Однако, пока я строил планы мести, Крякина тоже на месте не сидела. Это выяснилось на следующий же день, как только я вернулся в офис с деловой встречи.
— Даниил Леонидович, можно с вами поговорить? — Катя вышла мне навстречу из открытых дверей конференц-зала, и я сразу приободрился всем телом, особенно нижней его половиной, потому как если низко летающие ласточки — это к дождю, то Катюша в конференц-зале — это к горячему сексу. Народная примета.
Но когда я вошел следом за Самойловой в помещение и попытался ее обнять, меня постиг жестокий облом.
— Я звала тебя не для этого, — в голосе Кати сквозил холодок, от которого у меня все безнадежно упало.
— Что случилось? — поинтересовался я внешне спокойно, но внутри шевельнулось дурное предчувствие.
— Приходила твоя Крякина.
Бл*дь! Мог бы и догадаться, что эта дрянь не успокоится. Страшно представить, что она могла наговорить Кате!
Оказалось, разговорами дело не ограничилось.

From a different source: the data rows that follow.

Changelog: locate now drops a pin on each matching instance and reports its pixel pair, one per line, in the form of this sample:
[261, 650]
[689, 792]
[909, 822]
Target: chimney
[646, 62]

— Крякина не моя, — возразил я на автомате и спросил:
— И чего она хотела?
— Показывала мне веселые картинки.
Веселые картинки? Неужели додумалась сделать сэлфи голышом на фоне моего дома? Вряд ли, у нее не было в тот момент телефона. Все оставленное в моем доме барахло я отправил ей позже.
— И какие же? — только и оставалось мне спросить.

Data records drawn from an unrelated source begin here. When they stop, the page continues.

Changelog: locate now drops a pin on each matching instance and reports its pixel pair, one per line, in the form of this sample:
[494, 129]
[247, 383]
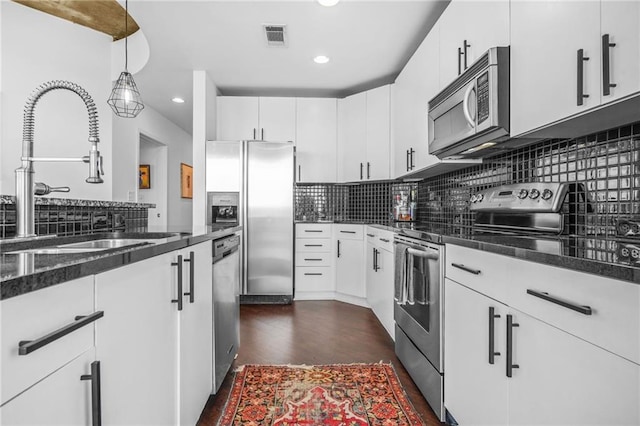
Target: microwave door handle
[465, 106]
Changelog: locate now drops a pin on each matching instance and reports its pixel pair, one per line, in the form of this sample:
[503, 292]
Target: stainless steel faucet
[25, 186]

— Ну, например, она верхом на тебе с губами уточкой.
— Еще бы, с такой-то фамилией, — не удержался я от комментария.
— Ты еще шутишь? — Катя сложила руки на груди с таким видом, что я окончательно понял — дело пахнет серьезными неприятностями.

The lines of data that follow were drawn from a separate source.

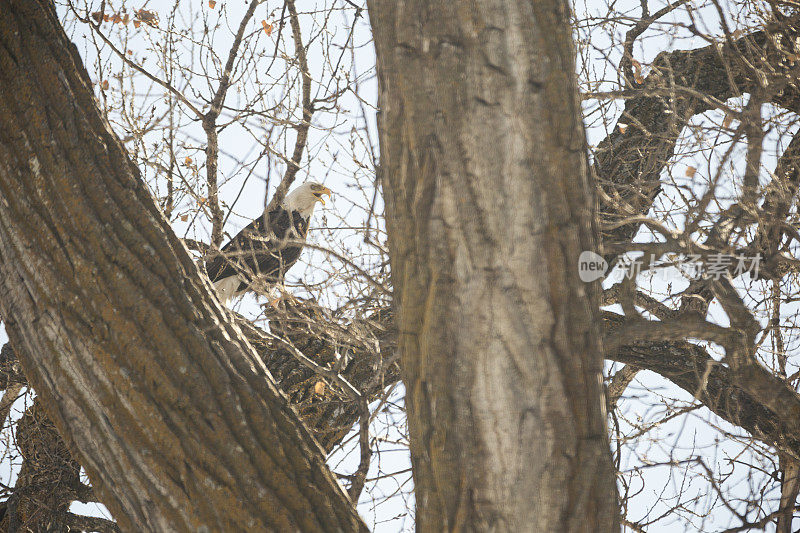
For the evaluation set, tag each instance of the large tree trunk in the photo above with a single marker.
(488, 196)
(172, 414)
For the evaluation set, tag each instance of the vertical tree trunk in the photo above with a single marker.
(488, 196)
(172, 414)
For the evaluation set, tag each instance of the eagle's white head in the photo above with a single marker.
(304, 198)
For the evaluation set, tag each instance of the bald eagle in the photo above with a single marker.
(266, 253)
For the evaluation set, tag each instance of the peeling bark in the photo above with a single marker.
(489, 204)
(173, 416)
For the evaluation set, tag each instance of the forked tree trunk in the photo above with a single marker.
(489, 205)
(176, 422)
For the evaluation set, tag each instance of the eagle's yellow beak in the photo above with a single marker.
(319, 193)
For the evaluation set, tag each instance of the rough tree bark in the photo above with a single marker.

— Извини, — пробормотал, решив одним словом покаяться во всем и сразу, чтоб наверняка.
— Это все, что ты можешь сказать? А откуда у нее такие фото объяснить не хочешь?
Откуда у нее такие фото догадаться было как раз нетрудно.
— Я же говорил уже, — передернул я плечами. — Она мне что-то подсыпала в стакан. Я спал, как убитый, ничего не чувствуя. Я бы не заметил, если бы на меня сверху сел даже слон! Не то, что эта… Крякина.
— А ее голые похождения по твоему саду? Как она там оказалась?
Крякина и об этом рассказала? Не думал, что для нее это настолько приятные воспоминания, что она готова ими делиться.
— Через окно! Я выкинул ее на улицу в тот раз, когда она ко мне пробралась! — отрезал я.
— А беременность? Она утверждает, что ждет твоего ребенка и ты сделал ей предложение.
— Да ни в жизнь! — ужаснулся я. — Катя…
Я протянул к ней руки, но она отшатнулась. Господи, да неужели поверила этой крякушке?!
— Я все тебе сказал в прошлый раз. Я не собираюсь на ней жениться!
— Ну а ребенок? Это может быть твой ребенок?
Я не мог ей лгать. Не мог однозначно утверждать то, в чем уверен не был.
— Во-первых, я собираюсь проверить сам факт ее беременности.
— Ну да, ты же у нас любишь всякие справки собирать, — язвительно заметила Самойлова, но я, проигнорировав ее тон, все же договорил:
— Во-вторых, я не знаю ответа на твой вопрос. Пойми меня правильно — я был в полной отключке. Она могла сделать со мной что угодно! Но в этом нет моей вины, Катя.
— Значит, не отрицаешь, — констатировала Самойлова с разочарованием.
— Не отрицаю.
Она сделала глубокий вдох, будто собираясь с силами, а затем, подняв на меня глаза, спросила:
— И когда ты собирался мне обо всем этом рассказать?
Вопрос бил не в бровь, а в глаз. Я утаил от нее визит Миранды и собирался делать это и дальше, и в итоге она узнала все не от меня.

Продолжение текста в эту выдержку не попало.